Fighters: Dokka Itslaev of the Human Rights Defenders of North Caucasus (from left), Roberto Patino from Venezuela’s Student Movement and Radwan Ziadeh of the Damascus Center for Human Rights in Syria chat on the sidelines of the 6th Assembly of the World Movement for Democracy in Jakarta on Wednesday. JP/Wendra Ajistyatama
Hundreds of participants in the World Movement for Democracy (WMD) symposium in Jakarta have signed a petition calling for the release of Myanmar’s Aung San Suu Kyi and a fair trial for Malaysia’s Anwar Ibrahim.
Kim Campbell, a member of the steering committee of the WMD and former prime minister of Canada said, the issue of progress towards democracy in Malaysia and Myanmar had loomed over the symposium that brought together 600 activists from around 110 countries.
Former deputy prime minister of Malaysia Anwar Ibrahim, who also addressed the WMD in Jakarta, has been facing a trial over accusations of sexual harassment against an aide. Meanwhile, Myanmar is likely to see no change in its upcoming elections as the opposition leader Suu Kyi has been barred from running from office under new poll regulations.
“We call for the release of Aung San Suu Kyi and a fair trial for Anwar Ibrahim. The petition will be presented to the ASEAN Secretary-General Surin Pitsuwan,” said Campbell.
Democracy in Southeast Asia has hogged the spotlight in the WMD 6th symposium as human rights activists have been sharing information on the latest situations in their home countries. Besides Malaysia and Myanmar, recent bloody uprising in Thailand has also grabbed attention with much sympathy for the embattled Prime Minister Abhisit Vejjajiva.

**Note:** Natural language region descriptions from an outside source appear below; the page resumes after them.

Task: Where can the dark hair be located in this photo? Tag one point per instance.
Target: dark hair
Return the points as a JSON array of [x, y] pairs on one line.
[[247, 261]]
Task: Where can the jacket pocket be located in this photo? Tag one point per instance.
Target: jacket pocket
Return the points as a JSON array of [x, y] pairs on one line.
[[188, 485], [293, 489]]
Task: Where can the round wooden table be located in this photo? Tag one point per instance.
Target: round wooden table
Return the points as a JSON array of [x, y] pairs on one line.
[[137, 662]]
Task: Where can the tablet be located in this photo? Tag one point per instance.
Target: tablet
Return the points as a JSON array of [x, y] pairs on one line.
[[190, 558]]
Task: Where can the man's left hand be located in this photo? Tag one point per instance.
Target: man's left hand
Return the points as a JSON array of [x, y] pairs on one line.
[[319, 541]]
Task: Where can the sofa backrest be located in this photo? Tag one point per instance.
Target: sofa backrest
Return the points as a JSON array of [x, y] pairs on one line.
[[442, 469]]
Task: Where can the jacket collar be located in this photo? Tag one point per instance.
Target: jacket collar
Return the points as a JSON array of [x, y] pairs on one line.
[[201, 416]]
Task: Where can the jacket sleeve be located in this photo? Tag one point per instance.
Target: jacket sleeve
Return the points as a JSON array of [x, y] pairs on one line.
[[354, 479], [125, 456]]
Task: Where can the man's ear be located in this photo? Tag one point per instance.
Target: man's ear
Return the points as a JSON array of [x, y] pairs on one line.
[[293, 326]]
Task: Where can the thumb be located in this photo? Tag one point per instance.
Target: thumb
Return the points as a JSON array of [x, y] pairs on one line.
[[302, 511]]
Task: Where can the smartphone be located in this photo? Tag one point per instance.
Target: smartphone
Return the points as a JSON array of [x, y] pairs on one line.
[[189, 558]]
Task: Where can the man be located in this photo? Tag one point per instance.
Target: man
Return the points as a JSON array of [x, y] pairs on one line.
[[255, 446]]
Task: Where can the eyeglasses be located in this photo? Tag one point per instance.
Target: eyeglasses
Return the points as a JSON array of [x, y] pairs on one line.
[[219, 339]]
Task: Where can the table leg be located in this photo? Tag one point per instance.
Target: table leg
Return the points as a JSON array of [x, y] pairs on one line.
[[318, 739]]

Protests in Thailand have claimed the lives of over 20 people, including a journalist and soldiers.
Carl Gershman, president of the National Endowment for Democracy, said the Thai government had a reputation for non-violence and the recent death toll had hinted at the scale of the urgency forcing the government to take action.
Khin Maung Win, deputy director for the Democratic Voice of Burma, said the Thai crisis was the fault of ousted prime minister Thaksin Shinawatra, who has financed protests.
The WMD also presented honors to four worldwide democracy activists on Wednesday for their efforts to advance freedom and democracy amid government crack-downs.
Iran’s Mahnaz Afkhami, Russia’s Dokka Itslaev, Venezuela’s Roberto Patino and Syria’s Radwan Ziadeh will receive the John Boyce Hurford honor. Hurford was a philanthropist who helped form WMD.
Mahnaz was a lecturer in literature before becoming involved in the women’s movement, which has put her life under constant threat. Mahnaz has been involved in the “One Million Signatures Campaign” to end gender inequality in Iran.
Mahnaz said, “the campaign aimed at collecting one million signatures in support of granting women equal legal status as men”. At present, men have the sole right to divorce and except in special cases, the right to custody of children. “
Dokka Itslaev from Russia’s Memorial Chechnya has been working on promoting human rights in the North Caucasus, which has been under close government control over a local insurgency. “The government has continued to clamp down on journalists and freedom movement activists,” said Dokka. Dokka pointed to the death of one Memorial Chechnya activist, Natalia Estermirova, last year.
Roberto Patino from Venezuela is a student movement leader in the Caracas’s Student Federation of Simon Bolivar University. The 21 year old student of manufacturing engineering has been involved in the student freedom movement since he was 17 and the peace movement.
Radwan Ziadeh from Syria has been living in exile in the US for years since the government blacklisted him for his vocal opposition to injustice.